The real game-changer here is mobile. And that brings us to social sharing – or cliques – as a metric for measuring ad effectiveness. Ads that are shared from one mobile user to another boast click-through-rates as high as 1.4 percent. Compare that to the measly click-through-rate of 0.35 percent for mobile banner ads.

Social sharing and word-of-mouth marketing are powerful engagement tools. Nielsen found that 83 percent of consumers say they trust recommendations from friends and family more than any other form of advertising, compared to only 47 percent who trust TV or radio ads.

Sérgio Brodsky, writing for Marketing Mag Australia, said recently that when it comes to mobile, “forming closed experiential cliques seems to be emerging as the new trend in social etiquette.”

This clique phenomenon is especially relevant for news media publishers. The Knight Foundation’s May 2016 report on mobile news consumption found that, “Social media users depend on friends, contacts and individuals they follow as trusted news sources as much as or more than they depend on media outlets.”

Furthermore, the Knight study learned that mobile news users who are active on social networks do not just passively engage with news and advertising content, but also take offline action related to that content. For advertisers, this translates into higher conversion rates – people who go beyond clicking, beyond sharing, to actually buying the product or service being advertised.

There is some debate, however, about whether or not social sharing is a good metric for measuring content success. Chartbeat’s CEO has said repeatedly that he sees no correlation between social sharing and engagement. Publishers such as the Guardian disagree.

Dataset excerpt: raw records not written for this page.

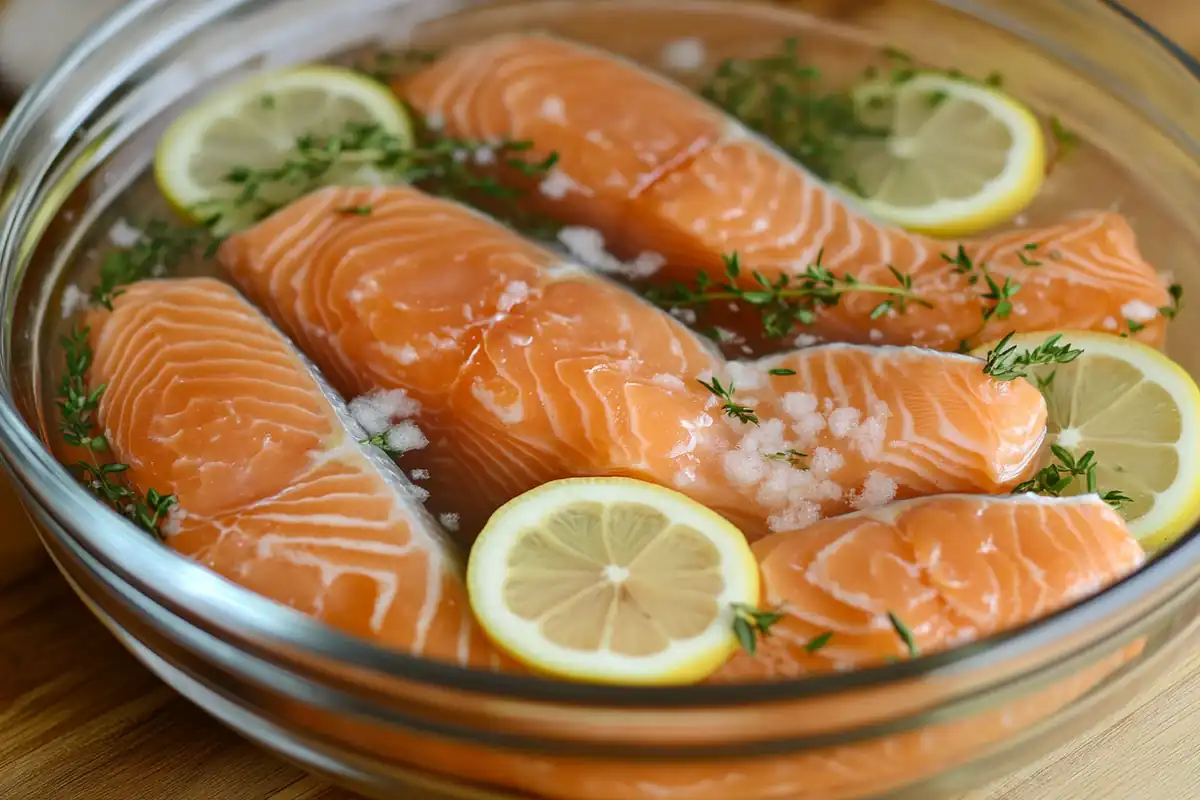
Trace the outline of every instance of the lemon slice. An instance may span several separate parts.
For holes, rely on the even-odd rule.
[[[299,137],[342,134],[352,123],[378,126],[412,141],[412,125],[400,100],[358,72],[317,66],[258,76],[180,116],[159,142],[154,177],[176,210],[199,221],[208,216],[213,201],[241,195],[243,185],[229,180],[235,170],[281,167],[295,155]],[[353,165],[337,165],[321,176],[327,184],[373,180],[373,173]],[[262,203],[243,203],[237,214],[222,220],[224,230],[218,232],[254,222],[263,208],[290,202],[302,190],[302,183],[270,182],[258,191]]]
[[[467,590],[492,640],[533,669],[646,685],[720,667],[760,585],[745,537],[715,512],[642,481],[575,478],[492,516]]]
[[[1010,345],[1032,349],[1049,335],[1018,334]],[[1132,339],[1069,331],[1061,342],[1083,355],[1030,370],[1046,397],[1047,445],[1076,458],[1094,451],[1098,490],[1132,501],[1120,509],[1130,532],[1147,550],[1170,544],[1200,517],[1200,389],[1174,361]],[[1055,460],[1048,447],[1042,458],[1039,467]],[[1085,490],[1076,481],[1065,493]]]
[[[1041,125],[997,89],[928,72],[864,84],[854,100],[865,123],[890,131],[847,150],[855,190],[888,222],[964,236],[1010,219],[1041,188]]]

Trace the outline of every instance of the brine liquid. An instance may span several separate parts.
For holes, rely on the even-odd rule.
[[[464,5],[465,9],[441,18],[432,13]],[[798,6],[814,13],[805,13]],[[1184,285],[1187,294],[1200,291],[1193,277],[1197,244],[1193,223],[1183,209],[1172,203],[1169,190],[1153,171],[1143,169],[1141,159],[1151,154],[1148,148],[1157,141],[1152,138],[1149,123],[1139,123],[1133,112],[1122,109],[1115,99],[1110,106],[1098,106],[1096,98],[1102,96],[1094,87],[1091,95],[1082,97],[1075,91],[1080,85],[1079,76],[1062,66],[1056,72],[1044,63],[1035,64],[1030,51],[1022,49],[1019,42],[997,39],[994,31],[966,18],[955,18],[956,22],[947,18],[950,12],[939,11],[942,33],[937,38],[929,37],[921,28],[921,12],[930,13],[927,6],[903,0],[824,5],[750,0],[427,2],[425,7],[431,13],[426,15],[427,21],[413,30],[409,46],[438,51],[496,33],[542,30],[626,56],[694,89],[708,80],[723,59],[776,53],[789,37],[799,39],[802,59],[819,67],[830,87],[845,85],[870,65],[884,64],[881,50],[886,46],[903,49],[919,62],[961,69],[968,75],[983,76],[998,71],[1004,76],[1008,91],[1039,113],[1056,115],[1084,140],[1082,147],[1057,165],[1037,200],[1012,224],[1049,224],[1086,209],[1118,211],[1133,224],[1142,252],[1151,263],[1160,271],[1171,273],[1174,280]],[[956,27],[959,23],[961,27]],[[974,46],[972,37],[988,37],[989,46]],[[1018,58],[1021,54],[1028,58]],[[330,60],[364,65],[374,55],[370,48],[363,47]],[[1076,97],[1080,98],[1077,108],[1072,105],[1072,98]],[[1113,129],[1105,120],[1118,114],[1128,115],[1121,117],[1125,125],[1121,135],[1126,138],[1114,142],[1109,140]],[[1146,140],[1130,139],[1134,134],[1144,135]],[[128,163],[130,155],[122,154],[120,159]],[[153,154],[147,149],[132,155],[148,166]],[[94,183],[93,203],[102,196],[106,179],[101,175]],[[79,240],[77,255],[64,272],[61,280],[64,290],[54,295],[51,306],[44,312],[47,324],[43,330],[51,335],[42,337],[40,347],[46,365],[42,375],[49,377],[42,382],[42,422],[51,439],[56,431],[53,389],[57,386],[61,363],[56,334],[68,325],[61,311],[78,303],[79,288],[86,291],[95,284],[98,265],[107,250],[127,245],[146,220],[174,219],[148,173],[113,198],[106,208],[88,209],[84,214],[85,219],[91,220],[90,229]],[[203,260],[182,264],[172,274],[222,277],[216,263]],[[63,298],[66,309],[60,305]],[[1200,371],[1200,353],[1186,347],[1189,332],[1200,332],[1197,327],[1200,315],[1185,312],[1173,325],[1169,348],[1172,357],[1189,371]]]

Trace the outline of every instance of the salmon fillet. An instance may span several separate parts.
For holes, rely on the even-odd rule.
[[[784,619],[714,682],[854,669],[1023,625],[1137,569],[1142,548],[1095,495],[943,496],[825,520],[754,545],[764,605]],[[816,652],[807,645],[825,633]]]
[[[686,90],[597,50],[542,35],[502,35],[452,50],[396,89],[431,126],[454,136],[517,138],[559,154],[533,193],[554,217],[603,233],[623,258],[665,261],[656,281],[724,278],[738,253],[739,283],[759,288],[818,261],[862,283],[897,286],[894,267],[933,307],[909,304],[872,320],[883,299],[856,292],[820,310],[805,335],[957,349],[1010,330],[1128,331],[1161,345],[1169,297],[1112,213],[976,241],[939,241],[872,221],[770,144]],[[514,177],[514,179],[519,179]],[[965,264],[970,264],[967,269]],[[1031,266],[1033,263],[1035,266]],[[1001,286],[1020,284],[1011,313],[983,324],[995,303],[980,265]],[[716,309],[709,322],[727,317]],[[754,342],[757,324],[734,318]],[[1136,327],[1136,325],[1134,326]],[[758,346],[778,342],[754,342]],[[785,345],[786,346],[786,345]]]
[[[113,452],[134,486],[179,498],[171,548],[348,633],[499,665],[420,490],[236,290],[144,281],[89,326]]]
[[[468,534],[547,481],[625,475],[758,538],[896,497],[1003,491],[1044,435],[1038,391],[965,356],[830,345],[726,362],[622,287],[411,188],[321,190],[219,257],[346,396],[421,403],[429,446],[404,464]],[[753,420],[727,413],[714,378]]]

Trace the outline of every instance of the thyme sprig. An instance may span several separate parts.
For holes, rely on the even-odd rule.
[[[754,409],[750,406],[744,406],[733,399],[735,388],[733,381],[730,381],[728,386],[722,386],[721,381],[716,376],[713,376],[713,379],[709,382],[705,382],[700,378],[697,378],[696,382],[712,392],[721,401],[721,410],[725,416],[732,417],[738,422],[749,423],[750,425],[758,424],[758,416],[754,413]]]
[[[923,69],[912,56],[894,47],[883,48],[880,55],[883,69],[868,67],[863,80],[886,80],[891,86],[900,86]],[[940,71],[956,80],[992,87],[1003,83],[996,72],[975,81],[959,70]],[[885,122],[887,99],[868,93],[864,101],[853,89],[827,84],[824,78],[818,67],[804,63],[799,41],[789,38],[775,54],[721,62],[701,93],[818,178],[863,195],[854,149],[857,143],[892,135],[891,121]],[[936,108],[948,98],[947,92],[938,90],[929,92],[926,101]]]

In a 2015 survey, Guardian readers who share content one-on-one or within small groups (i.e. cliques) say they spend longer with this shared content and rate the content as having above-average engagement.

Buzzfeed sides with the Guardian on this debate. In fact, Buzzfeed has identified a direct link between social sharing on Facebook and audience engagement, citing that users who share spend an average of 68 percent more time on shared pages than users who do not share.

For publishers and advertisers, the trick with cliques is to come up with an agreed set of standards for measuring social sharing engagement and effectiveness. Data management companies such as RadiumOne are moving in that direction with their tool, which provides publishers with an after-the-share ad unit to help measure and monetize social sharing activities. Other free tools, such as Simply Measured and Google Analytics, can also help evaluate the sharing of digital and mobile ads within social circles.

The digital advertising landscape will continue to evolve as new ad formats like native video and OTT (over the top) mobile become more prominent. As this happens, there won’t be a one-size-fits-all model that works for measuring success across every ad campaign.

Whether choosing clicks, clocks, cliques, or something else, the key objectives for publishers is finding the right metric that provides the most credible data – and delivers the most positive impact – for their advertisers.

Peter G. Marsh is Vice President, Marketing at Newscycle Solutions. He joined Newscycle in 2013 from Atex Inc., where he was Senior Vice President of Global Product Management. With more than 30 years’ experience in the media industry, Peter was previously the CEO of 5 Fifteen Inc. He was also the founder and CEO of Deadline Data Systems and Vice President of Web Development at EBSCO Publishing.